# Implement a K-Nearest Neighbors (KNN) Algorithm

In [1]:
from typing import List, Tuple
import math
from collections import Counter

def euclidean_distance(point1: Tuple[float, float], point2: Tuple[float, float]) -> float:
    """Calculate the Euclidean distance between two points."""
    return math.sqrt((point1[0] - point2[0]) ** 2 + (point1[1] - point2[1]) ** 2)

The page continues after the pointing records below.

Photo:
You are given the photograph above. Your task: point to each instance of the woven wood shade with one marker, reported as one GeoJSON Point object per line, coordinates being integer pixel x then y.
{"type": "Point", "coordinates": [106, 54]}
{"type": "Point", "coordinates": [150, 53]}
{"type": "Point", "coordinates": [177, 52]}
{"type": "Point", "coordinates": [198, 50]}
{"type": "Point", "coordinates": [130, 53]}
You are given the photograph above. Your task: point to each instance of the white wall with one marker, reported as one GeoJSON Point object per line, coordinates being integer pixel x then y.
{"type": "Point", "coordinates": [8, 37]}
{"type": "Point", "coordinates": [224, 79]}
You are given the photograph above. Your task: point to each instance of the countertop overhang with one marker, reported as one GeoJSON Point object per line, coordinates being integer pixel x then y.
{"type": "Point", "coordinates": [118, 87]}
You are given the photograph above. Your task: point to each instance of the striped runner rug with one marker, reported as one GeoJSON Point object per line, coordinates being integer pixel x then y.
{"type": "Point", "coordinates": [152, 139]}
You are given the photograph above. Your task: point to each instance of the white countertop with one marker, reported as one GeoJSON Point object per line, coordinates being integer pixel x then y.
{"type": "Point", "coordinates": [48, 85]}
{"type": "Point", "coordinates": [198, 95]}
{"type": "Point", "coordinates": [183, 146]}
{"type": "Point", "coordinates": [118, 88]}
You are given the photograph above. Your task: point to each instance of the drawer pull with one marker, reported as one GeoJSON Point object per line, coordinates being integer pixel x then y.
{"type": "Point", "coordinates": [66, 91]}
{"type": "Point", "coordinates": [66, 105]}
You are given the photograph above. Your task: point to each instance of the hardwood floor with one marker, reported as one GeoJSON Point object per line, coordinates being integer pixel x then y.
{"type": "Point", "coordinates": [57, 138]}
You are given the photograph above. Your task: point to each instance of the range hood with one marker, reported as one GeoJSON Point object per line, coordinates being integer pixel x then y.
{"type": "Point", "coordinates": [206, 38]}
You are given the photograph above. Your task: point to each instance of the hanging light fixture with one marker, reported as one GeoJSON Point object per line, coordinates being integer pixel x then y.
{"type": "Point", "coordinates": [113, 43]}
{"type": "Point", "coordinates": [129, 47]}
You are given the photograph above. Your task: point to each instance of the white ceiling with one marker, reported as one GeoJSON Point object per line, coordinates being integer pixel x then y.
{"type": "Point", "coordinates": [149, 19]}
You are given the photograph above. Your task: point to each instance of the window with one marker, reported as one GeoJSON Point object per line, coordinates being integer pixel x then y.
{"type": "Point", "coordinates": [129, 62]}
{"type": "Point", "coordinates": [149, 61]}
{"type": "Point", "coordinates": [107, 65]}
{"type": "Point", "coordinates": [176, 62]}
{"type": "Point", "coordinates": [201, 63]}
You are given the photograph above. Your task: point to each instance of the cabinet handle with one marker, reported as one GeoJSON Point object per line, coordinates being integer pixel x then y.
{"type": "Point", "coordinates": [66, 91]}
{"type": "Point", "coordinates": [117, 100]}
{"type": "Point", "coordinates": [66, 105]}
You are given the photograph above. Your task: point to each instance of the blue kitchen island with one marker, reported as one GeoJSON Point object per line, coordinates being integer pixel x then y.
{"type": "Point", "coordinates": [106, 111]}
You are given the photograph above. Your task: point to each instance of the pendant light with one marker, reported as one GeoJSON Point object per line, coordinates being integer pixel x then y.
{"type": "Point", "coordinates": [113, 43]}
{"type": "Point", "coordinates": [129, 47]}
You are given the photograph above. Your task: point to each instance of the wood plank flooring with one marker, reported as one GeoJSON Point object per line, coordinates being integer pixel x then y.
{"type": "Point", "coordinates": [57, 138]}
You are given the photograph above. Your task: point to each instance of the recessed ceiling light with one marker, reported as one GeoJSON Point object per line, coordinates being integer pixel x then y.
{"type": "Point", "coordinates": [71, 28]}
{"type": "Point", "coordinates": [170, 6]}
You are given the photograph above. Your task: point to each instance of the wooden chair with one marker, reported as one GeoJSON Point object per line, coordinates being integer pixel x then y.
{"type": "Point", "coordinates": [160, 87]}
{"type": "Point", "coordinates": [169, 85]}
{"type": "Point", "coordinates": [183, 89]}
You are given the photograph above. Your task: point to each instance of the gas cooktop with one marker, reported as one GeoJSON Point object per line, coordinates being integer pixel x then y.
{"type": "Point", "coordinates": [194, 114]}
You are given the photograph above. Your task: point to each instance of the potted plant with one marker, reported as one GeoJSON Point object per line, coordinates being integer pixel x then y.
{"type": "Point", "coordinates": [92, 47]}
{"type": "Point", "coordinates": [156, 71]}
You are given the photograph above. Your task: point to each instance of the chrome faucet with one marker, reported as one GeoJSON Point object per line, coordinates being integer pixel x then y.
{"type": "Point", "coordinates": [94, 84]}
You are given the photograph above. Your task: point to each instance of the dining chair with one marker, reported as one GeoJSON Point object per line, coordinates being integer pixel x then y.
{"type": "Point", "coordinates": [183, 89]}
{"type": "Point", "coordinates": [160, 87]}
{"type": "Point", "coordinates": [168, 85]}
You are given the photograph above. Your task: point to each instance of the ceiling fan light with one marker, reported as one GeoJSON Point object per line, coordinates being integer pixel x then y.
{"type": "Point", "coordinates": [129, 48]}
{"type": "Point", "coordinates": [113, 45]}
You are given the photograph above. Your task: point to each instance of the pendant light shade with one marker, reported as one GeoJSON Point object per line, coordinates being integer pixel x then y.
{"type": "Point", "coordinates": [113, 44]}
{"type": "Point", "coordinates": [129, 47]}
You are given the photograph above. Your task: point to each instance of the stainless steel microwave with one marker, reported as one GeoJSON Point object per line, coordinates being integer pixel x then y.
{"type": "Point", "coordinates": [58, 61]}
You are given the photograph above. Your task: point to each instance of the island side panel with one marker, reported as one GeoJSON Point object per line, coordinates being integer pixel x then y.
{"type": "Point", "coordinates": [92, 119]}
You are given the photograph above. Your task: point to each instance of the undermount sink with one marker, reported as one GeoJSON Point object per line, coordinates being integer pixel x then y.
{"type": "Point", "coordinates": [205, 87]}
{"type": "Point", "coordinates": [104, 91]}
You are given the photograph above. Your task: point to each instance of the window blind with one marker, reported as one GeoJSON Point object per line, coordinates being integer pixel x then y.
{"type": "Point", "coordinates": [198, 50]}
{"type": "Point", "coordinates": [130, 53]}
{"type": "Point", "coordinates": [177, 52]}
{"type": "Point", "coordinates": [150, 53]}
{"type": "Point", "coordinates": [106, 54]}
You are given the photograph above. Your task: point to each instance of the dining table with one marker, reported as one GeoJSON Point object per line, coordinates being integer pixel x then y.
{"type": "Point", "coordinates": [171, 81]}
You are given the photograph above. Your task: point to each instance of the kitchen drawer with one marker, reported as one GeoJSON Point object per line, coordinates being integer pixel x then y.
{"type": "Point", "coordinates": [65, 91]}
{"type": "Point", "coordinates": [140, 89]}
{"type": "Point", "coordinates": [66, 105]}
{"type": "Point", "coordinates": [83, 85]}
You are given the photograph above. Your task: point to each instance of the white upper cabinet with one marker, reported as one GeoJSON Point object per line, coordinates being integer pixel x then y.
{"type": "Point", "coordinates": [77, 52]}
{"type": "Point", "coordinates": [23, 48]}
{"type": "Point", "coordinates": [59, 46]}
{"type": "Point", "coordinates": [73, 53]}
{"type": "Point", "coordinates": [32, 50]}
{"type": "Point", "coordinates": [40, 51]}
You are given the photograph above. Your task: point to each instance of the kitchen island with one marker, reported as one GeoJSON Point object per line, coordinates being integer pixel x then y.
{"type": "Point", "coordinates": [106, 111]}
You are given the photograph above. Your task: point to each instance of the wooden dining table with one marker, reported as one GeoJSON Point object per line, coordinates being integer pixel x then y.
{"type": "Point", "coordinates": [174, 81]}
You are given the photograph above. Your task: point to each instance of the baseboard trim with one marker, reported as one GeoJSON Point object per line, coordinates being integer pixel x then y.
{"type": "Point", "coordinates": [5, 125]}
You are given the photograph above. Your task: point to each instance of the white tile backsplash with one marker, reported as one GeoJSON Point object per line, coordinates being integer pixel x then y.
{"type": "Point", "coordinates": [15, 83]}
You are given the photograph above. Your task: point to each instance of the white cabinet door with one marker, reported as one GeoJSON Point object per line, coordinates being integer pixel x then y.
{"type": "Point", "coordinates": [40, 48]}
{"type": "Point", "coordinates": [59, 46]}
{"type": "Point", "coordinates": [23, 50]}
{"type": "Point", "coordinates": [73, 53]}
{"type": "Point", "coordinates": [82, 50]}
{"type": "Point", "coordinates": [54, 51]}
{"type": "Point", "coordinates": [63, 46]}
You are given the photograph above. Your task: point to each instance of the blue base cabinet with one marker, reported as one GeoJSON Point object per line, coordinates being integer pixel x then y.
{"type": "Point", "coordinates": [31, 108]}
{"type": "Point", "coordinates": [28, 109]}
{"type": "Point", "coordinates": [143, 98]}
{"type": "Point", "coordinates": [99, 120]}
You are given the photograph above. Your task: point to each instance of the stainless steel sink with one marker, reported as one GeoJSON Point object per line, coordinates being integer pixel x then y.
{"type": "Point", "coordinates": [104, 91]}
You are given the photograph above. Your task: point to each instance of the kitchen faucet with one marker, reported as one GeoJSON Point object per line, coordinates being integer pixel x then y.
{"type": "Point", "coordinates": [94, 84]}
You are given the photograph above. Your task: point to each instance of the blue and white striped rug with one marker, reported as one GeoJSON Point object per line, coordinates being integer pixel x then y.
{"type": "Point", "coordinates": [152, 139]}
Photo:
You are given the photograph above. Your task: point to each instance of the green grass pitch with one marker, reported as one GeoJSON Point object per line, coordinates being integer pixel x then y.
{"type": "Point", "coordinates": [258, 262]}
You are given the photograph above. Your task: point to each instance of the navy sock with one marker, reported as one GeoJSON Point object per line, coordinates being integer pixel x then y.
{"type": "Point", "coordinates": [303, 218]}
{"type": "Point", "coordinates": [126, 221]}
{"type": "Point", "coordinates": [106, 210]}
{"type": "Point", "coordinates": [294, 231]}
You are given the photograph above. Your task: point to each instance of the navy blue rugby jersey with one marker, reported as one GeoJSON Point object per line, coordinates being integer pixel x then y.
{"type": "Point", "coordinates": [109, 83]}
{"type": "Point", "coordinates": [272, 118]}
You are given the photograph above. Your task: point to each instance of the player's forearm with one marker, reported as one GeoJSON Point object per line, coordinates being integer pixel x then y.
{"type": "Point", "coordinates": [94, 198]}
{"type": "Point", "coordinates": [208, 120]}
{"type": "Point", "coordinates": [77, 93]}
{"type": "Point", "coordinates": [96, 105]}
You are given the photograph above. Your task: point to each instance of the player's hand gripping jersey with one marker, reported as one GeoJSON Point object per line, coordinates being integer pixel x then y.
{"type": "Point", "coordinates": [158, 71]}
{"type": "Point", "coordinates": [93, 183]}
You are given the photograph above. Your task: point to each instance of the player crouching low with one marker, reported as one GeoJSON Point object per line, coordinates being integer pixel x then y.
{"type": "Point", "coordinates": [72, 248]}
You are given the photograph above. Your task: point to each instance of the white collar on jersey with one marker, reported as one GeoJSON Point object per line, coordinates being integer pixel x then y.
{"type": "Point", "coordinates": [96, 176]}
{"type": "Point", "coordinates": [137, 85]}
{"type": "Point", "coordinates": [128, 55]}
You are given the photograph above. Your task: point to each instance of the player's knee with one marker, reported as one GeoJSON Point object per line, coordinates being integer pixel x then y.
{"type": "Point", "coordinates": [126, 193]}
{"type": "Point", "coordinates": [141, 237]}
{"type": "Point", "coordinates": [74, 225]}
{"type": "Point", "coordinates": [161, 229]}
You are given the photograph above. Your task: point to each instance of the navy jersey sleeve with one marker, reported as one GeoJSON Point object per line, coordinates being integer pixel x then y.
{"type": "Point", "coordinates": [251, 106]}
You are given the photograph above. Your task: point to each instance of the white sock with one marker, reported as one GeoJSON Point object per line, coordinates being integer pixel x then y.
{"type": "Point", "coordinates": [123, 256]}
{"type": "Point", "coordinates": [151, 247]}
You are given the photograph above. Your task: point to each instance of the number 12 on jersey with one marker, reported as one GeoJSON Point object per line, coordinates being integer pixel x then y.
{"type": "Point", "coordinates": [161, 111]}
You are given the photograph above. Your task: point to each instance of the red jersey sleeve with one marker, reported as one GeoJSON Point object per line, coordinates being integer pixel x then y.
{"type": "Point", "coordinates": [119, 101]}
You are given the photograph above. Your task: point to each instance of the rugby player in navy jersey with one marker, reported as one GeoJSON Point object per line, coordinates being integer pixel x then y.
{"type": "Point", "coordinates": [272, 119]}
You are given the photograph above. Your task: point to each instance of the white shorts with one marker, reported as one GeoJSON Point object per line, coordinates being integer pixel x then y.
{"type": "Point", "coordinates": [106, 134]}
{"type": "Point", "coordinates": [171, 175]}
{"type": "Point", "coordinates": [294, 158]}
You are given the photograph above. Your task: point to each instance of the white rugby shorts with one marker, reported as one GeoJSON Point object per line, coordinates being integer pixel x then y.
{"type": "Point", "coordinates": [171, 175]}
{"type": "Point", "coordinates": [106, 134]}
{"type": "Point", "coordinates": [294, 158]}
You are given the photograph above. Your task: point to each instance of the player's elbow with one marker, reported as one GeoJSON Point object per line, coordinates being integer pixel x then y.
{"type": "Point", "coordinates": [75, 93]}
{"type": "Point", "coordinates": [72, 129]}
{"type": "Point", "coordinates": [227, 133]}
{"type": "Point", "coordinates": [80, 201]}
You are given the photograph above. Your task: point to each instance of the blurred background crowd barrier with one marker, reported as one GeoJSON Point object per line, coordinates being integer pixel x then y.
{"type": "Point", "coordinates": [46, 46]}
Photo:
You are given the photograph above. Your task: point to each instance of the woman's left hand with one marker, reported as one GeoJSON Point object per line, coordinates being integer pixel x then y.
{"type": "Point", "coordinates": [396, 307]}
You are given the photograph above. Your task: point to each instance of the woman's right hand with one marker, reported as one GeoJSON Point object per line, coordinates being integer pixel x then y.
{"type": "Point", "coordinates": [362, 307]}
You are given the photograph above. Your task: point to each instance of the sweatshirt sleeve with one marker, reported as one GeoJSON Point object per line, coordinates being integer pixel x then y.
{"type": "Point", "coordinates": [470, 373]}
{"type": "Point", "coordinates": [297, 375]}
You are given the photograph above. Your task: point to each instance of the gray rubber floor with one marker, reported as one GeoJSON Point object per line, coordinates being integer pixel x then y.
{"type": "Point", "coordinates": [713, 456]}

def knn_classifier(data_points: List[Tuple[float, float, str]], new_point: Tuple[float, float], k: int = 3) -> str:
    """KNN classifier to predict the label of the new point using k nearest neighbors."""
    
    # Step 1: Calculate the Euclidean distance between the new point and all data points
    distances = []
    for point in data_points:
        distance = euclidean_distance(new_point, (point[0], point[1]))
        distances.append((distance, point[2]))  # Store the distance along with the label
    
    # Step 2: Sort the distances in ascending order
    distances.sort(key=lambda x: x[0])
    
    # Step 3: Get the labels of the k nearest neighbors
    k_nearest_labels = [label for _, label in distances[:k]]
    
    # Step 4: Perform a majority vote to determine the most common label
    most_common_label = Counter(k_nearest_labels).most_common(1)[0][0]
    
    return most_common_label


In [2]:
# Data points with their labels
data_points = [
    (1.0, 2.0, 'A'), 
    (2.0, 3.0, 'B'), 
    (3.0, 4.0, 'A'), 
    (5.0, 6.0, 'B'), 
    (1.5, 1.8, 'A')
]

# New point to classify
new_point = (2.5, 3.5)

# Predict the label for the new point using KNN
predicted_label = knn_classifier(data_points, new_point, k=3)
print(predicted_label) 

A


# Remove Outliers from Data

In [3]:
from typing import List
import statistics

def remove_outliers(data: List[float]) -> List[float]:
    """Removes outliers from the data. A number is considered an outlier if it is 
    more than 2 * standard deviation away from the mean of the list."""
    
    if len(data) == 0:
        return []
    
    # Step 1: Calculate the mean and standard deviation
    mean = statistics.mean(data)
    std_dev = statistics.stdev(data)
    
    # Step 2: Define the threshold for outliers (mean ± 2 * std_dev)
    lower_bound = mean - 2 * std_dev
    upper_bound = mean + 2 * std_dev
    
    print(f"Mean: {mean}, Std Dev: {std_dev}")
    print(f"Lower Bound: {lower_bound}, Upper Bound: {upper_bound}")
    
    # Step 3: Remove any number outside the bounds
    filtered_data = [x for x in data if lower_bound <= x <= upper_bound]
    
    print(f"Filtered Data: {filtered_data}")
    
    return filtered_data


In [4]:
data = [10, 12, 14, 16, 18, 100]
cleaned_data = remove_outliers(data)
print("Cleaned Data:", cleaned_data)


Mean: 28.333333333333332, Std Dev: 35.223098481914775
Lower Bound: -42.11286363049622, Upper Bound: 98.77953029716288
Filtered Data: [10, 12, 14, 16, 18]
Cleaned Data: [10, 12, 14, 16, 18]


# 3. Optimize a Matrix Multiplication for Neural Network

In [5]:
from typing import List

def matrix_multiply(mat1: List[List[int]], mat2: List[List[int]]) -> List[List[int]]:
    # Check if matrices can be multiplied (columns in mat1 must equal rows in mat2)
    if len(mat1[0]) != len(mat2):
        raise ValueError("Incompatible matrices: Cannot multiply matrices with dimensions {}x{} and {}x{}.".format(len(mat1), len(mat1[0]), len(mat2), len(mat2[0])))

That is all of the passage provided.